After signing up to do an article for our global blog I spent a while pondering what to write and whether it would qualify as ‘thought leadership’. It wasn’t until taking a coffee with the founder of an emerging data company I was recruiting, who shocked me with her sense of deflation towards working with media agencies that I landed upon the topic of this piece.

Was this deflation shared by all the start-ups we work with? What do the start-up community envisage when working with media agencies?

Having begun my career at a start-up I am familiar with how they operate — the highs and lows, and that every project and resource is crucial. So have start-ups been left with burst bubbles of over-promising and under-delivering by agencies? Will this attitude cause start-ups to avoid media agencies when approaching brands?

Over the last five years, Europe has exploded onto the tech start-up scene, closing the gap with Silicon Valley. Today over 1000 tech start-ups are operating in Europe with over €8bn in funding secured in 2016, which is up 12% according to Dealroom, a European venture capital database. Whilst this growth isn’t just fueled by VC funding, many Fortune 500 brands are actively contacting, incubating and investing in tech start-ups. Yet growth and expansion are still major challenges in Europe, where we far behind Silicon Valley in terms of unicorns (company valued at more than $1bn).

It’s cool to work with a start-up

The number of interactions between brands and start-ups has grown in the last five years, as increasing numbers of brands see new companies as an opportunity rather than a threat.

Many brands now have an innovation function or established roles charged with this remit, whether it is one member of staff, an innovation lab, or a mechanic for sourcing and funding emerging companies.

One of the chief motivations for brands is to demonstrate their innovation credentials by showing up with a start-up on their arm. Start-ups can be brought on to simply do innovation for innovation’s sake, without embedding it in the business objectives or being part of the business solution.

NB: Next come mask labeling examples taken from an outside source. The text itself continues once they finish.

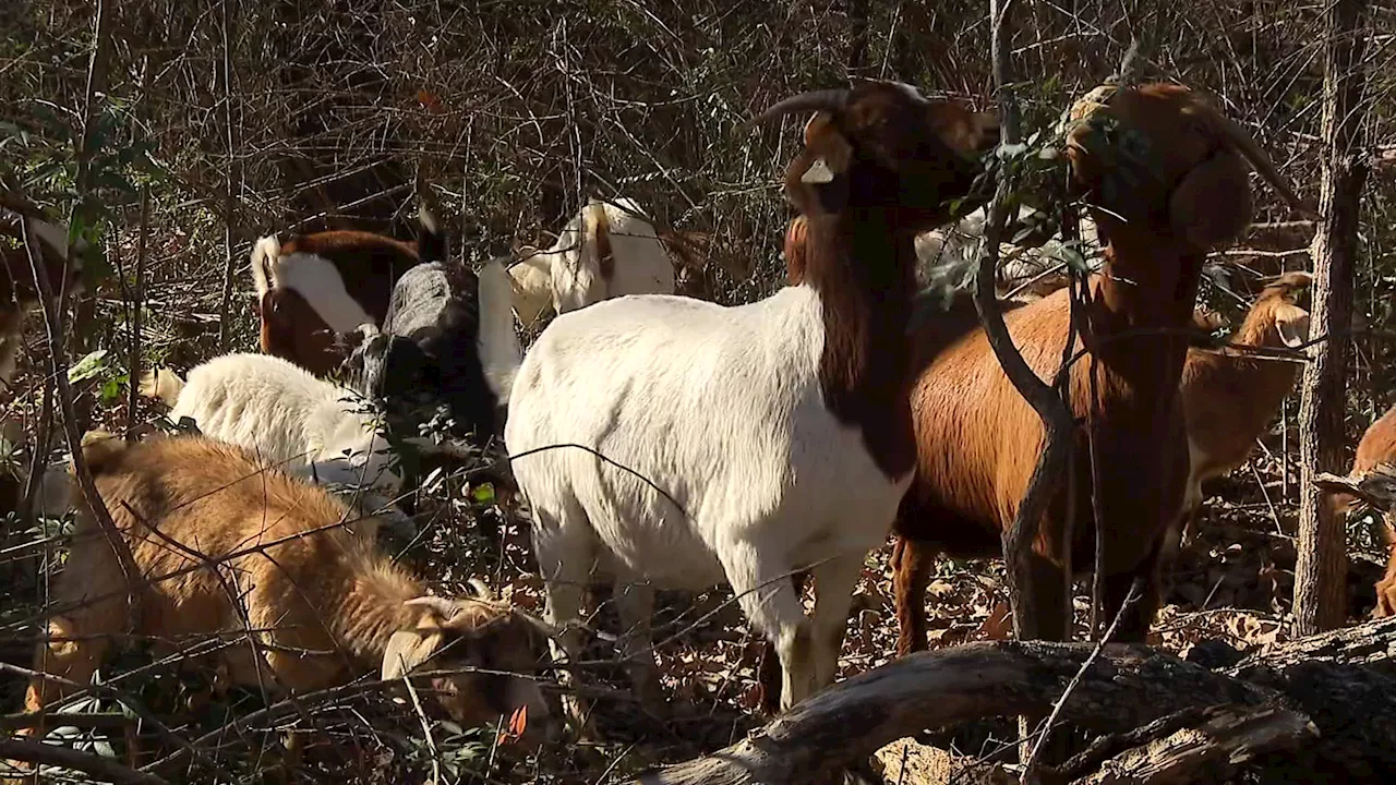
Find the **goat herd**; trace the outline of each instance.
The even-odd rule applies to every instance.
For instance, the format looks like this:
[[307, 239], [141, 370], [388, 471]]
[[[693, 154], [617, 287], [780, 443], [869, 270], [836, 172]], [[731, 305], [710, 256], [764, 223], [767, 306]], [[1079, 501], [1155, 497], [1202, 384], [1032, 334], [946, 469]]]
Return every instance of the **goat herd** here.
[[[674, 295], [676, 270], [701, 261], [624, 200], [592, 201], [551, 250], [479, 272], [447, 258], [427, 211], [415, 246], [364, 232], [260, 240], [264, 353], [212, 359], [187, 381], [165, 369], [142, 380], [202, 434], [84, 440], [117, 532], [80, 504], [25, 708], [81, 690], [113, 636], [166, 647], [215, 636], [223, 644], [207, 656], [226, 684], [306, 693], [373, 669], [412, 673], [458, 722], [522, 714], [525, 740], [543, 740], [564, 712], [535, 673], [549, 647], [554, 661], [578, 656], [585, 592], [609, 578], [620, 648], [651, 708], [662, 701], [655, 588], [727, 582], [779, 658], [786, 710], [833, 680], [854, 582], [889, 531], [898, 652], [924, 648], [931, 557], [1000, 552], [1044, 440], [972, 303], [916, 293], [917, 251], [948, 247], [926, 237], [972, 196], [998, 124], [899, 82], [805, 92], [759, 120], [792, 113], [812, 113], [785, 172], [800, 212], [786, 235], [792, 285], [744, 306]], [[1071, 191], [1104, 268], [1082, 305], [1089, 360], [1071, 370], [1086, 423], [1075, 517], [1057, 489], [1033, 541], [1033, 585], [1043, 637], [1064, 640], [1064, 568], [1094, 560], [1092, 504], [1079, 501], [1093, 499], [1104, 612], [1142, 581], [1117, 631], [1139, 641], [1201, 483], [1245, 460], [1295, 379], [1293, 362], [1189, 348], [1189, 332], [1217, 325], [1195, 310], [1203, 261], [1249, 223], [1251, 168], [1312, 212], [1185, 87], [1103, 85], [1068, 119]], [[1143, 138], [1143, 152], [1121, 155], [1108, 127]], [[63, 270], [66, 244], [39, 239]], [[1270, 282], [1233, 342], [1302, 344], [1308, 281]], [[1005, 298], [1005, 318], [1051, 379], [1069, 296], [1039, 295]], [[524, 355], [515, 316], [550, 307], [558, 316]], [[18, 316], [0, 325], [8, 381]], [[423, 412], [444, 412], [451, 439], [420, 436]], [[479, 581], [469, 596], [427, 594], [380, 549], [380, 525], [410, 527], [389, 501], [417, 482], [388, 444], [394, 430], [409, 434], [395, 444], [438, 457], [503, 432], [512, 458], [501, 476], [530, 511], [542, 620]]]

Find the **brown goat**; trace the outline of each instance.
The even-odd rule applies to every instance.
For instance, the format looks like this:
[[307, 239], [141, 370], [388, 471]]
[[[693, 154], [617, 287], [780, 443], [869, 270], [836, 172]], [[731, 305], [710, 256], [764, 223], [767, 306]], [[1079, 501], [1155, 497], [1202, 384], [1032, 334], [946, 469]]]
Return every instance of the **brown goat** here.
[[[1298, 346], [1308, 337], [1308, 311], [1297, 302], [1312, 277], [1286, 272], [1256, 298], [1240, 330], [1237, 346]], [[1202, 504], [1202, 483], [1245, 462], [1255, 440], [1275, 419], [1294, 388], [1295, 362], [1188, 349], [1182, 366], [1182, 412], [1188, 423], [1188, 489], [1184, 539], [1192, 536]]]
[[357, 230], [257, 240], [251, 272], [261, 351], [328, 374], [348, 355], [339, 335], [369, 321], [383, 324], [398, 277], [426, 257], [444, 257], [430, 221], [423, 221], [417, 244]]
[[[59, 286], [64, 285], [68, 295], [81, 293], [82, 263], [74, 256], [73, 264], [68, 264], [67, 226], [38, 218], [27, 221], [29, 236], [39, 243], [39, 258], [54, 295]], [[24, 342], [24, 316], [39, 303], [39, 291], [34, 282], [34, 270], [29, 267], [29, 253], [24, 247], [21, 229], [0, 222], [0, 235], [14, 242], [13, 246], [0, 246], [0, 261], [4, 263], [4, 274], [0, 275], [0, 390], [8, 390], [14, 381], [20, 345]]]
[[[1372, 420], [1357, 443], [1357, 455], [1353, 458], [1353, 468], [1349, 476], [1357, 476], [1376, 468], [1378, 464], [1396, 464], [1396, 406], [1386, 409], [1386, 413]], [[1330, 496], [1333, 514], [1347, 515], [1357, 499], [1347, 493]], [[1376, 581], [1376, 608], [1372, 616], [1385, 619], [1396, 615], [1396, 528], [1392, 525], [1392, 514], [1382, 517], [1381, 535], [1386, 543], [1388, 562], [1386, 574]]]
[[[1117, 631], [1118, 640], [1139, 641], [1159, 603], [1164, 534], [1182, 511], [1188, 453], [1177, 390], [1188, 338], [1180, 331], [1194, 318], [1202, 264], [1209, 249], [1249, 222], [1247, 159], [1290, 204], [1298, 198], [1244, 130], [1182, 85], [1103, 85], [1072, 108], [1071, 120], [1072, 186], [1093, 205], [1106, 258], [1083, 305], [1090, 355], [1071, 372], [1071, 405], [1092, 440], [1087, 446], [1086, 429], [1078, 429], [1072, 542], [1062, 542], [1062, 487], [1039, 522], [1032, 574], [1041, 637], [1065, 640], [1064, 557], [1069, 546], [1074, 566], [1093, 563], [1094, 489], [1107, 527], [1106, 617], [1142, 578], [1143, 596]], [[1107, 147], [1114, 134], [1103, 127], [1110, 124], [1149, 144], [1129, 154]], [[1023, 359], [1043, 379], [1061, 365], [1068, 320], [1067, 291], [1005, 316]], [[931, 556], [1000, 553], [1000, 532], [1013, 521], [1043, 450], [1041, 422], [1008, 381], [984, 331], [955, 332], [928, 318], [914, 335], [923, 369], [912, 394], [917, 474], [902, 501], [892, 559], [899, 654], [926, 647]]]
[[222, 686], [303, 694], [367, 673], [455, 668], [463, 672], [412, 679], [456, 722], [525, 707], [525, 742], [557, 731], [537, 682], [507, 675], [537, 666], [542, 623], [489, 596], [427, 595], [364, 536], [373, 520], [349, 524], [355, 532], [342, 525], [349, 510], [325, 489], [200, 436], [128, 444], [92, 433], [82, 454], [141, 573], [138, 626], [112, 546], [80, 515], [34, 662], [66, 682], [34, 679], [28, 711], [85, 684], [113, 637], [148, 636], [177, 651], [181, 638], [209, 636], [243, 641], [207, 655]]

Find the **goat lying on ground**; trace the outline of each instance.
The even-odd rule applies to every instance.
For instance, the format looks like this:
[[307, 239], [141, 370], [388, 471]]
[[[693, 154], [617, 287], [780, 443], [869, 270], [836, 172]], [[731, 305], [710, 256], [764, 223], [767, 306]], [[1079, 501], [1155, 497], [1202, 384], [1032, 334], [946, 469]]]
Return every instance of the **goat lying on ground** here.
[[155, 369], [141, 392], [169, 405], [176, 423], [190, 418], [204, 436], [246, 447], [286, 472], [389, 497], [402, 489], [373, 406], [289, 360], [223, 355], [190, 370], [188, 381]]
[[128, 608], [113, 546], [80, 515], [34, 659], [67, 682], [34, 679], [27, 711], [52, 710], [71, 682], [85, 684], [113, 637], [173, 654], [181, 638], [208, 636], [253, 644], [205, 655], [226, 668], [225, 687], [304, 694], [367, 673], [462, 669], [412, 682], [461, 725], [525, 707], [526, 743], [557, 731], [539, 683], [512, 675], [535, 670], [546, 652], [536, 619], [490, 599], [429, 595], [371, 538], [346, 531], [359, 524], [345, 522], [343, 503], [239, 447], [197, 436], [85, 441], [96, 489], [148, 584]]
[[[648, 659], [632, 670], [642, 694], [653, 588], [723, 580], [779, 652], [780, 705], [828, 684], [863, 559], [913, 468], [913, 236], [969, 193], [997, 122], [896, 82], [804, 94], [762, 119], [793, 112], [818, 112], [785, 177], [810, 221], [804, 284], [740, 307], [652, 295], [564, 313], [510, 398], [512, 455], [584, 447], [512, 464], [547, 617], [579, 619], [597, 563], [634, 631], [627, 655]], [[812, 619], [785, 578], [804, 567]], [[577, 655], [571, 634], [564, 648]]]
[[[1268, 348], [1302, 345], [1308, 338], [1308, 311], [1297, 300], [1311, 279], [1308, 272], [1286, 272], [1266, 285], [1230, 342]], [[1298, 363], [1283, 359], [1188, 351], [1178, 388], [1188, 425], [1184, 541], [1192, 538], [1196, 525], [1202, 483], [1245, 462], [1255, 440], [1294, 388], [1298, 370]]]
[[[38, 218], [28, 221], [29, 236], [39, 243], [39, 260], [53, 285], [54, 296], [67, 286], [68, 296], [82, 293], [82, 260], [68, 253], [68, 229]], [[24, 247], [24, 232], [18, 226], [0, 222], [0, 236], [10, 237], [13, 246], [0, 246], [0, 391], [7, 391], [14, 381], [20, 345], [24, 344], [25, 311], [39, 303], [39, 289], [29, 267], [29, 253]], [[64, 275], [66, 274], [66, 275]]]
[[[1040, 636], [1065, 640], [1062, 567], [1068, 548], [1074, 571], [1094, 562], [1094, 492], [1107, 538], [1104, 617], [1115, 617], [1141, 578], [1142, 598], [1115, 633], [1139, 641], [1159, 603], [1166, 534], [1182, 513], [1188, 444], [1178, 381], [1202, 264], [1249, 222], [1245, 161], [1291, 205], [1300, 201], [1244, 130], [1182, 85], [1101, 87], [1076, 103], [1072, 122], [1072, 183], [1099, 205], [1090, 212], [1106, 243], [1106, 268], [1089, 278], [1082, 316], [1090, 353], [1071, 372], [1072, 409], [1086, 422], [1074, 450], [1076, 517], [1065, 520], [1062, 487], [1037, 527], [1033, 585]], [[1107, 147], [1117, 134], [1103, 129], [1115, 124], [1125, 137], [1148, 138], [1132, 149], [1153, 152]], [[1068, 318], [1065, 289], [1005, 314], [1023, 359], [1043, 379], [1061, 365]], [[960, 323], [926, 320], [914, 341], [917, 472], [898, 515], [892, 559], [899, 654], [926, 647], [926, 582], [935, 550], [1001, 553], [1000, 532], [1018, 513], [1044, 439], [1041, 420], [1008, 381], [981, 328], [963, 334]], [[1064, 542], [1068, 524], [1072, 539]]]
[[416, 246], [355, 230], [257, 240], [251, 272], [261, 351], [325, 376], [345, 359], [338, 337], [380, 324], [398, 277], [438, 258], [445, 258], [444, 240], [426, 212]]
[[567, 313], [623, 295], [670, 295], [680, 267], [704, 267], [698, 243], [659, 232], [641, 215], [631, 198], [591, 200], [551, 249], [519, 247], [510, 275], [524, 327], [549, 309]]

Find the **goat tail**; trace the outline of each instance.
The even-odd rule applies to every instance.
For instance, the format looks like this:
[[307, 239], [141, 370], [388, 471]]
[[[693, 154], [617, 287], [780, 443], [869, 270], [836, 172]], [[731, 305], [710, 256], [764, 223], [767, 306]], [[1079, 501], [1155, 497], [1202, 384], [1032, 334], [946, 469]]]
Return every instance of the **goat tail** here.
[[257, 299], [276, 288], [276, 260], [281, 258], [281, 239], [267, 235], [253, 246], [251, 270]]
[[500, 260], [479, 272], [480, 366], [501, 406], [508, 405], [514, 377], [524, 363], [518, 332], [514, 332], [514, 281]]
[[168, 367], [156, 367], [141, 374], [141, 383], [135, 388], [142, 398], [154, 398], [169, 408], [174, 408], [179, 394], [184, 390], [184, 380]]
[[610, 288], [616, 277], [616, 251], [610, 242], [610, 217], [606, 215], [606, 203], [592, 200], [586, 205], [586, 218], [582, 221], [582, 247], [596, 249], [596, 270], [602, 281]]
[[417, 261], [444, 263], [447, 260], [445, 232], [441, 230], [441, 221], [426, 198], [417, 208], [417, 222], [422, 223], [422, 233], [417, 235]]
[[82, 434], [82, 460], [88, 471], [99, 475], [110, 469], [130, 446], [130, 441], [109, 430], [89, 430]]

To mirror this demand and motivation, many agencies now have some sort of start-up engagement program, from boutique digital agencies to traditional media agency groups.

Working with start-ups is seen as cool, and everyone wants to leverage this opportunity, with many projects being heavily PR-ed.

These agency start-ups programs take varying forms, from competition formats to joint ventures, but they all promise one thing: the lure of access to the agency’s roster of clients. However it seems that many start-ups aren’t getting this promised grail.

Working with start-ups shouldn’t be a PR opportunity. Like a media plan it needs to deliver value and results, and be tested and stretched and re-tried. So the nature of our interactions with start-ups must change.

Three takeaways

From my work on Spark, our own agency start-up program, we have learned a few things:

  1. Be clear, honest, and responsive to manage expectations for both brands and start-ups.
  2. Pay them for their time.
  3. Set expectations at the outset about what you can offer them and what is realistically attainable.

The biggest barrier to start-ups working effectively with a brand is company size. Large companies have procedures and stakeholders that all have to be a part of the process, and many start-ups struggle to fulfill the criteria from brands of, ‘we need more established companies to manage our business needs’. And this is where agencies can absolutely deliver value for brands and start-ups.

Agencies can help start-ups navigate complex corporate business structures through their existing channels. And by adopting effective working practices, can contribute to stronger growth in Europe. Ensuring the great expectations of both agencies and start-ups can finally be fulfilled.